Este prolongado cautiverio ha generado gran preocupación humanitaria, afectando profundamente a sus familias y al entorno social donde desempeñaban sus funciones, especialmente porque ambos oficiales participaban en investigaciones relacionadas con homicidios de líderes sociales y firmantes del Acuerdo de Paz.
Su trabajo se enmarca en estrategias institucionales para garantizar seguridad en regiones con presencia de actores armados, en un contexto marcado por la persistencia de la violencia y la necesidad de fortalecer mecanismos de protección y esclarecimiento judicial.
Durante estos meses, sus allegados, compañeros de la institución y diferentes sectores ciudadanos han expresado su respaldo mediante manifestaciones públicas, mientras las familias mantienen la incertidumbre y hacen llamados constantes por avances humanitarios que permitan el regreso de los uniformados.

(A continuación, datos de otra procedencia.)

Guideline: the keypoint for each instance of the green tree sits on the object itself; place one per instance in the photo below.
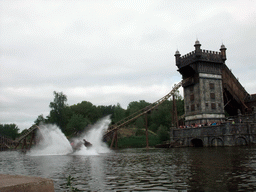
(9, 130)
(76, 124)
(87, 110)
(57, 113)
(136, 106)
(40, 119)
(163, 133)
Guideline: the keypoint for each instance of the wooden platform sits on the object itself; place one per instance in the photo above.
(17, 183)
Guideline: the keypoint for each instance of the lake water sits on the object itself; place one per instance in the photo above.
(176, 169)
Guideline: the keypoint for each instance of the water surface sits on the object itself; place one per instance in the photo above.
(180, 169)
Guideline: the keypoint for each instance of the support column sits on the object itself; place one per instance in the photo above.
(174, 112)
(146, 126)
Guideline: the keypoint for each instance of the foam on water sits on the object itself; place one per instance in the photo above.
(53, 141)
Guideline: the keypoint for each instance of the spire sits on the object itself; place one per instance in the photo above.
(197, 48)
(223, 52)
(177, 57)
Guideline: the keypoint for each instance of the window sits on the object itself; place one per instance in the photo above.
(213, 106)
(192, 97)
(212, 95)
(212, 86)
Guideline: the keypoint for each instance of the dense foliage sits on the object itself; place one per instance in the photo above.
(9, 130)
(74, 119)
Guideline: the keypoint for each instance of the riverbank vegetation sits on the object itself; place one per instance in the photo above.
(77, 118)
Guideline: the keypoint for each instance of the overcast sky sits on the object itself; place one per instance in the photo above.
(110, 52)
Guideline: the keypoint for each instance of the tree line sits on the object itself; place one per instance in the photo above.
(75, 119)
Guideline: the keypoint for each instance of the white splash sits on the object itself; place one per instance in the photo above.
(51, 142)
(94, 136)
(54, 142)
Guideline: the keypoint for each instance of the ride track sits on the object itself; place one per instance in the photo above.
(143, 111)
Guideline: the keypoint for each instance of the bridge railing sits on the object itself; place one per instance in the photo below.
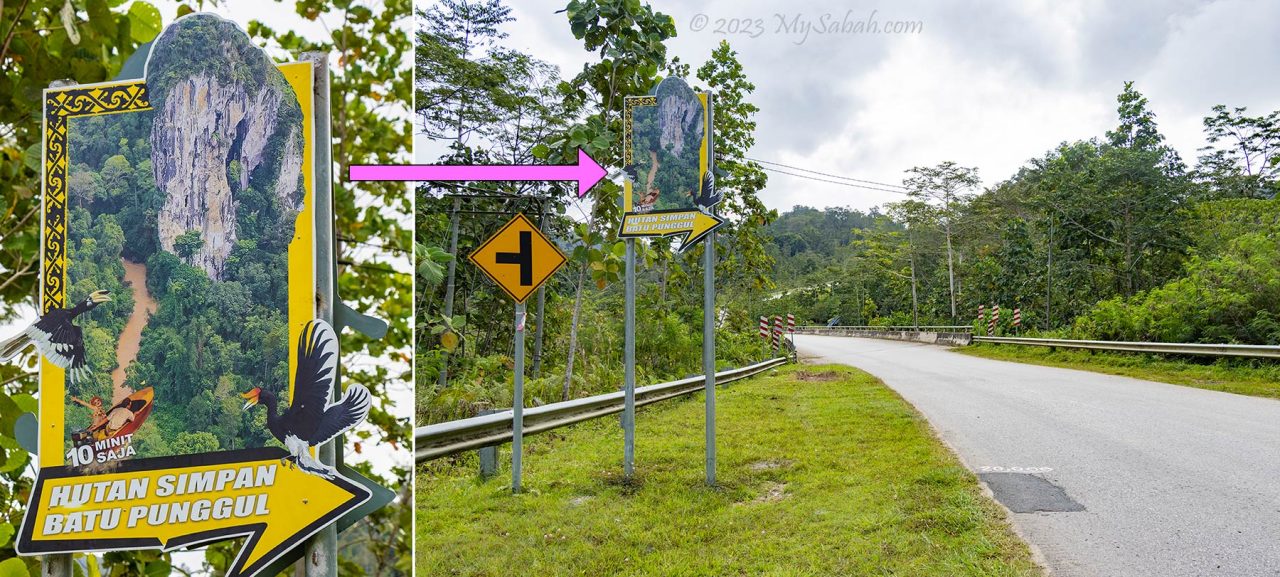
(963, 335)
(818, 329)
(1247, 351)
(455, 436)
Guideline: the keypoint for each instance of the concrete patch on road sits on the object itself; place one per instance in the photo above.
(1024, 493)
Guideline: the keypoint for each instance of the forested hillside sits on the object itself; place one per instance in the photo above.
(1115, 237)
(536, 114)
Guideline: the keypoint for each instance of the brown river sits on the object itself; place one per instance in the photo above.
(127, 349)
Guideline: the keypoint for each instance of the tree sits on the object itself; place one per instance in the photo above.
(737, 178)
(946, 184)
(193, 443)
(630, 39)
(453, 87)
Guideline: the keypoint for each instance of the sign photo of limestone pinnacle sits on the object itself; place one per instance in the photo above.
(670, 186)
(182, 220)
(639, 288)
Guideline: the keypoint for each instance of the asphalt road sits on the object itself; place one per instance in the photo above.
(1173, 480)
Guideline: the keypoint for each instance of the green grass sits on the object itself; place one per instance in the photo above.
(823, 471)
(1240, 376)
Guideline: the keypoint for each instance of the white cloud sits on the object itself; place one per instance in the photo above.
(986, 83)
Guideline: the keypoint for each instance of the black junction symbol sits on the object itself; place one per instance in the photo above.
(525, 259)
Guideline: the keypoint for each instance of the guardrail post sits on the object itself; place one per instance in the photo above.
(488, 454)
(517, 402)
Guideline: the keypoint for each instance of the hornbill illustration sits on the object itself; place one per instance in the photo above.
(56, 338)
(707, 196)
(311, 418)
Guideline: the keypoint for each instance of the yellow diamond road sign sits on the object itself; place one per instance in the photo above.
(519, 257)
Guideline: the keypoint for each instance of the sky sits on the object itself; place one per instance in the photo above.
(982, 83)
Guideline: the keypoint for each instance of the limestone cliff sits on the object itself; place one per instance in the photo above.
(222, 128)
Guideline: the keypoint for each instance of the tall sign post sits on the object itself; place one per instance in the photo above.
(709, 301)
(519, 259)
(122, 461)
(668, 155)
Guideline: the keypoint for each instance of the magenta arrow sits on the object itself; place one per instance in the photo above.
(586, 172)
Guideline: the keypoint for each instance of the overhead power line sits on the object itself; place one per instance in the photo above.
(827, 174)
(836, 182)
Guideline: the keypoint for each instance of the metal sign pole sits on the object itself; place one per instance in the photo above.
(321, 550)
(517, 402)
(629, 371)
(709, 307)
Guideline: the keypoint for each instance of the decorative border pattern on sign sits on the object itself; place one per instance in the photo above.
(60, 106)
(630, 102)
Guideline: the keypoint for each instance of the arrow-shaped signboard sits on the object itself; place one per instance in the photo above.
(586, 172)
(149, 504)
(202, 418)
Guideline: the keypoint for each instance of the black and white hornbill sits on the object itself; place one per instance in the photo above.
(56, 338)
(311, 418)
(707, 196)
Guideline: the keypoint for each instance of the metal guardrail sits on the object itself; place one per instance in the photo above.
(1247, 351)
(908, 333)
(455, 436)
(817, 329)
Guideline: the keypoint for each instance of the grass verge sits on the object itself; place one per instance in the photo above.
(1240, 376)
(823, 471)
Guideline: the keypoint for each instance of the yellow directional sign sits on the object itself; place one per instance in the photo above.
(144, 505)
(691, 224)
(519, 257)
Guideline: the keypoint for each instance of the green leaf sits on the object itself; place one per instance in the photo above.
(144, 22)
(13, 567)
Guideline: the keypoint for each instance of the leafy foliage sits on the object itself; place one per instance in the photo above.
(88, 41)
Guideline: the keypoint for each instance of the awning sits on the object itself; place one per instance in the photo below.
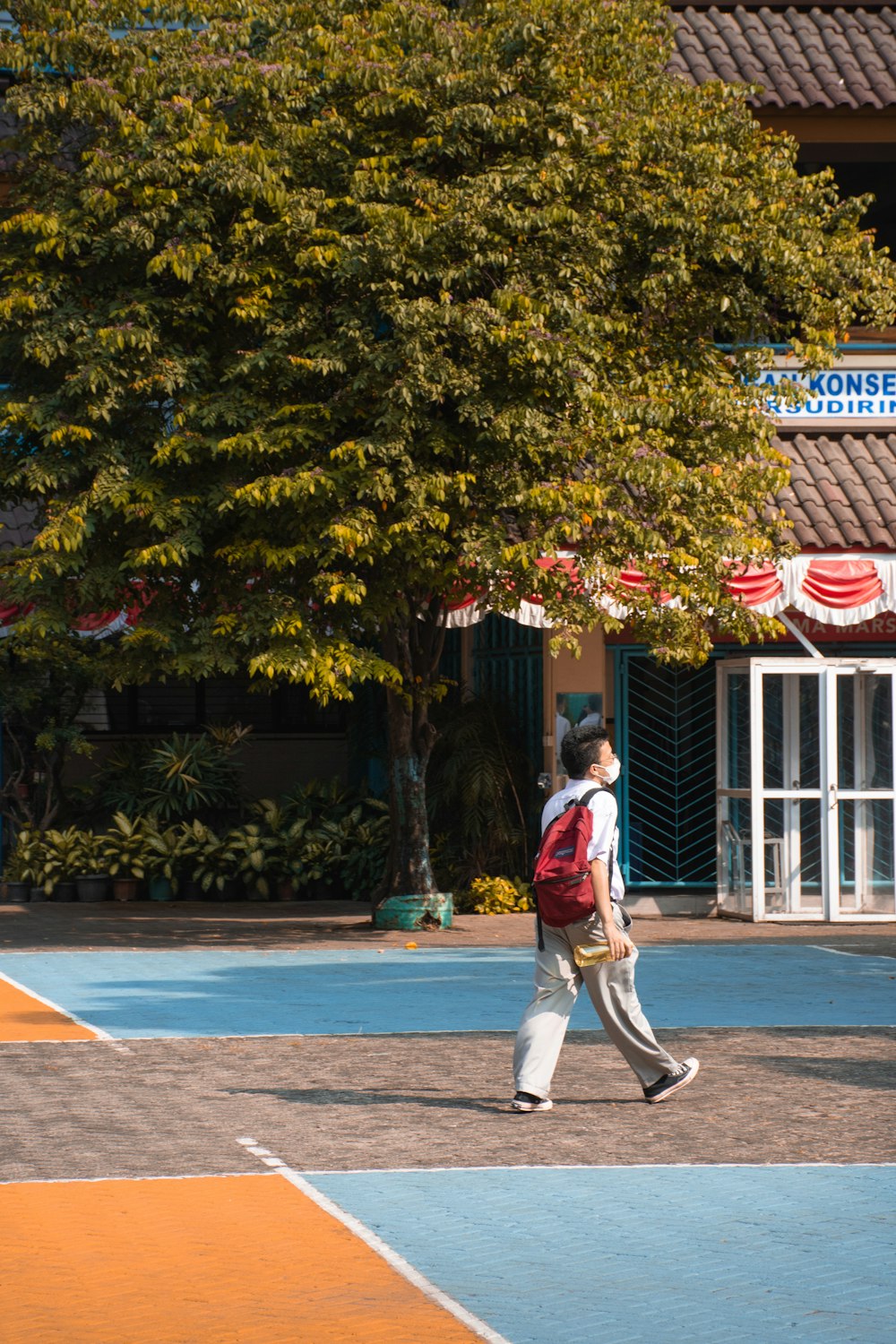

El ELN, que se encuentra en conversaciones de paz con el Gobierno Nacional, ha sido objeto de peticiones para que realice gestos que reduzcan el sufrimiento de los secuestrados y sus familias, con la esperanza de que una eventual liberación contribuya a mejorar el clima de confianza en los procesos de diálogo para disminuir la confrontación armada.
Este caso también ha sido analizado en espacios que discuten las implicaciones sociales del secuestro en Colombia, evidenciando la vulnerabilidad de los funcionarios que investigan la violencia contra líderes sociales y la necesidad de garantizar su protección en el marco de la defensa de la vida y la implementación de acuerdos de paz.
La permanencia en cautiverio plantea interrogantes sobre las garantías para quienes participan en acciones orientadas a la defensa de la vida y la justicia.
Las solicitudes dirigidas al grupo armado han resaltado el impacto emocional y social en las familias y comunidades, y la expectativa se centra en que esta fecha simbólica marque un punto de inflexión en el proceso humanitario y de seguridad en el país.